Friday, April 20, 2018

Prime Contractors Called Upon to Release Subcontractor Past Performance Ratings

Past performance information is one indicator of an offeror's ability to successfully perform the contract and is often considered by agencies when making contract awards. While there is a mechanism to log and retrieve past performance information for prime contractors (e.g. Past Performance Information Retrieval System (PPIRS)), there is no comparable system to track past performance for information for subcontractors. That is about to change.

The SBA (Small Business Administration) is initiating a pilot program to establish past performance ratings for small business subcontractors. Under this program, a small business concern without a past performance rating as a prime contractor, may request a past performance rating if it is a first-tier subcontractor under a covered Government contract with a contractually required subcontracting plan (see FAR 19.702(a)).

Here's how it will work.

  1. The small business concern submits a request to SBA for a past performance rating within 270 days after completing the work for which a past performance rating is sought.
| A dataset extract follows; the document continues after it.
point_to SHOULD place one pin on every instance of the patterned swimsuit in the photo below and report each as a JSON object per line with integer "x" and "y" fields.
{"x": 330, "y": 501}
The application will include the subcontractor's "suggested ration". We can't imagine that any subcontractor would suggest a rating of anything less than "Exceptional".
  2. The SBA will forward the request to the prime contractor and the contracting agency's Office of Small Business Utilization (OSDBU).
  3. The prime contractor and the OSDBU will work together to agree on a rating and then post it into the Government's CPARS (Contractor Performance Assessment Reporting System).

The pilot program includes procedures to follow if there is disagreement at any level over the final rating.

This will be additional work for Prime Contractors who will now be called upon to make past performance information on their first-tier subcontractors readily available to the Government. Certainly, most prime contractors have information relative to subcontractor past performance in their records however its one thing to have the information available for internal use and quite another to make that information available to the Government. We expect that ratings for public consumption will be a lot less candid and informative than ratings used for internal purposes.